Blessing-Rieman College of Nursing and Health Sciences
- Seal of Blessing-Rieman College of Nursing and Health Sciences
- Other names: Seal of Blessing-Rieman College of Nursing and Health Sciences
- Former names: Blessing Hospital Training School Blessing Training School for Nurses Blessing-Rieman College of Nursing
- Type: Private
- Established: 1891
- Accreditation: National League for Nursing Accrediting Commission
- Students: 195
- Location: 3609 North Marx Drive, Quincy, Illinois, 62305, United States 39°56′09″N 91°23′54″W﻿ / ﻿39.93577°N 91.39844°W
- Campus: Urban;
- Website: www.brcn.edu

= Blessing-Rieman College of Nursing and Health Sciences =

Private college in Quincy, Illinois, US

Blessing-Rieman College of Nursing and Health Sciences is an American private non-profit college in Quincy, Illinois. The college was established in 1891 as a school for women that was associated with Blessing Hospital. The college offers associate's and bachelor's degrees, with an emphasis in nursing. It is accredited by the Collegiate Commission on Nursing Education and the National League for Nursing Accrediting Commission.

== History ==
Blessing-Rieman College of Nursing and Health Sciences was established in 1891 as a private, non-profit college in Quincy, Illinois. It was originally called the Blessing Hospital Training School and offered a three-year degree for women that included practical and theoretical instruction.

It was later known as the Blessing Training School for Nurses and the Blessing-Rieman College of Nursing.
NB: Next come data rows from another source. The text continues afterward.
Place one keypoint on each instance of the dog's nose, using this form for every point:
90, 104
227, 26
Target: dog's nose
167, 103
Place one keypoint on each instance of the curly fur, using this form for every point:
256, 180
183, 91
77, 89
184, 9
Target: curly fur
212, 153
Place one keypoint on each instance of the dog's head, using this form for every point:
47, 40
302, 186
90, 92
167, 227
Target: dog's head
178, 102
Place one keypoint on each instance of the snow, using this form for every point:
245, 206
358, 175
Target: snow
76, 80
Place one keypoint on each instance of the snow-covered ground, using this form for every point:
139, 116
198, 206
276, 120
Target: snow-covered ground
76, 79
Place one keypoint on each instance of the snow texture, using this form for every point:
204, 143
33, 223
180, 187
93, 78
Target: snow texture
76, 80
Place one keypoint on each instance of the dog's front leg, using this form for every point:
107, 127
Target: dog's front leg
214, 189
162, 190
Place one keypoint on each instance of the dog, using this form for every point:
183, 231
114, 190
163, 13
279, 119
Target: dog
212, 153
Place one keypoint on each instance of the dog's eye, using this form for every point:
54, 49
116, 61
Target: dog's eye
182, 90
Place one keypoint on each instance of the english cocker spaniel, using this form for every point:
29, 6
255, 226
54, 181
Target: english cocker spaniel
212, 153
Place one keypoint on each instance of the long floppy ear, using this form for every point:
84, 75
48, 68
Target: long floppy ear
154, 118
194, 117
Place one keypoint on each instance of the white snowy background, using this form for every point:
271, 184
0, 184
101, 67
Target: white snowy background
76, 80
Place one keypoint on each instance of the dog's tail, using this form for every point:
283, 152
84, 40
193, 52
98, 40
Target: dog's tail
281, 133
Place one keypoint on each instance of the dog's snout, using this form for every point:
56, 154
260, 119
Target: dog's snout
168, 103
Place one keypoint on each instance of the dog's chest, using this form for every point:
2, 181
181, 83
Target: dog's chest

The college is affiliated with Culver–Stockton College and Quincy University.

== Campus ==
Blessing-Rieman College of Nursing and Health Sciences is located in Quincy, Illinois. It has an urban setting. Its address in 3609 North Marx Drive in Quincy, Illinois 62305.

== Academics ==
Blessing-Rieman College of Nursing and Health Sciences' emphasis is on nursing. It is accredited by the Collegiate Commission on Nursing Education and the National League for Nursing Accrediting Commission. In 2026, U.S. News & World Report ranked it 624 of 686 nursing schools.

It has programs for RN, BSN, and LPN, as well as a Master of Science in nursing.. The college offers associates, bachelor's degrees, and master's degrees in nursing.

In 2025, it had 195 students, including ten graduate students. Those students included 92 percent females and 8 percent males. Ninety percent of its students were white. Most students commute to campus.

The college has a chapter of the Sigma Theta Tau international honor society for nursing.